There, the basses, baritones and tenors let their booming whole notes reverberate throughout the chapel. Sounding suspiciously similar to Pachabel’s Canon, the hallowed setting suddenly seems strangely appropriate for a Mika song.
Back in the main room, the two halves of Thunk come together and a song is born. In the space of less than an hour, they went from not knowing their parts at all to singing what sounds like, in the ears of a tone-deaf bio major, perfection. Thunk doesn’t bother with paradoxes. They’re not here to be cool. They fly right by the camp. Thunk is here to sing the best damn a cappella they can possibly sing, which is pretty damn good. For the third time in a row, I leave an a cappella practice in awe of the abilities of Northwestern’s a cappella nerds.
* * *
You may be wondering if my little a cappella adventure converted me to a hardcore a cappella geek. The answer is no. This past Saturday, I got to see Asterik again, this time performing at a Sex Week Showcase. They kicked off their set with an over-the-top, reworked, gay version of “You Belong to Me,” and then moved into a solemn rendition of Bon Iver’s “Blood Bank.” I loved their showmanship, and I can’t help but respect their combined musical talents. Yet, like any kind of music, I can appreciate the quality of a cappella objectively without necessarily taking pleasure in it subjectively. I’m no longer scared of a cappella, but personally, it’s not for me.

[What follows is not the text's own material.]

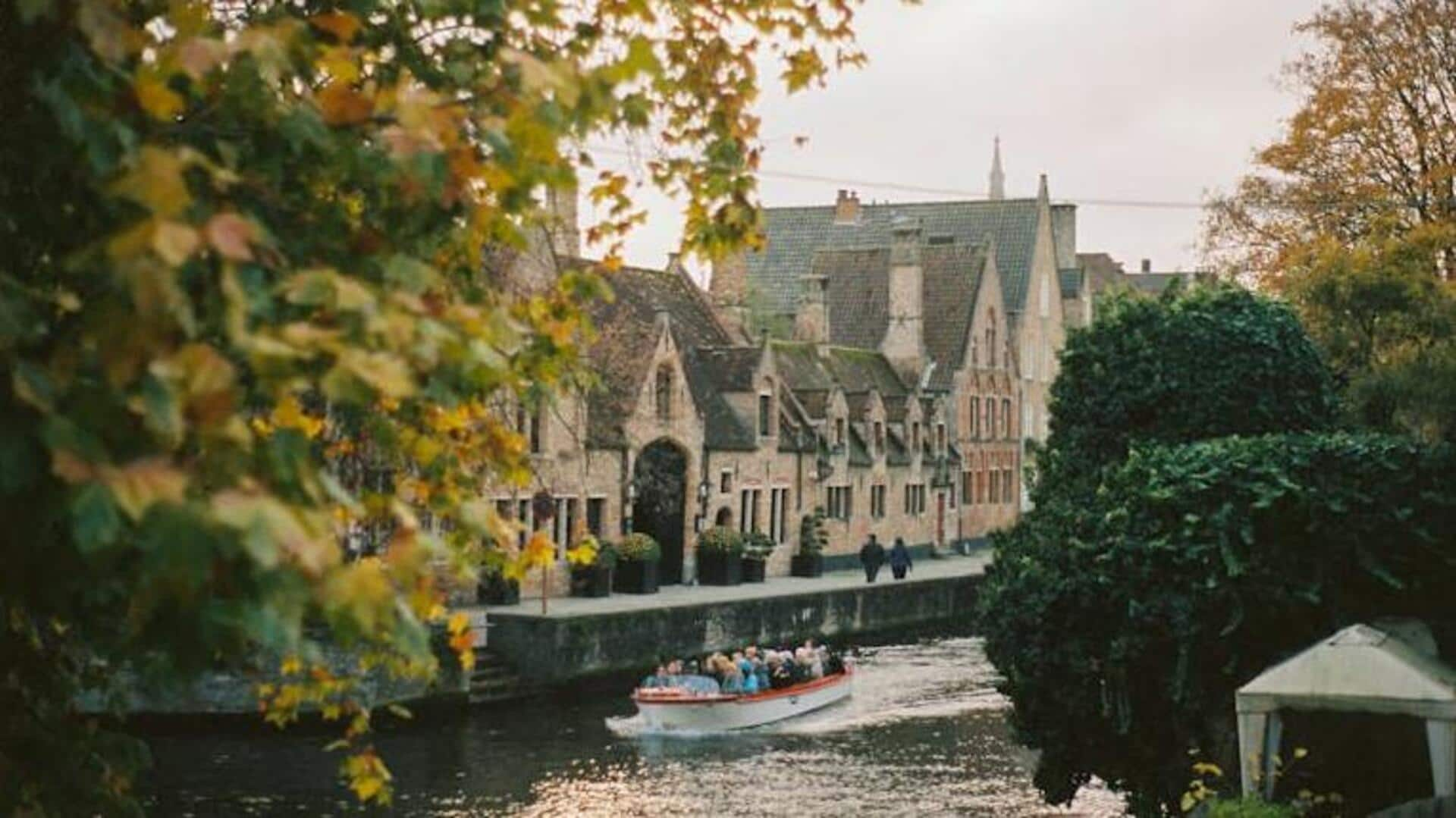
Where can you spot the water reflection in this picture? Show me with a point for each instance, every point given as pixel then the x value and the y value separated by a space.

More importantly, I know that my subjective judgment isn’t important — it doesn’t matter what anyone thinks of Thunk or Brown Sugar or Asterik. What matters is the passion, the fun and the community that grows out of these groups. A Northwestern a cappella nerd doesn’t care as much about the people’s reaction to their show, but the quality they put into it and the people that helped them get there. That’s something we can all learn from all those over-enthusiastic co-eds bouncing, beatboxing and singing their hearts out up on stage.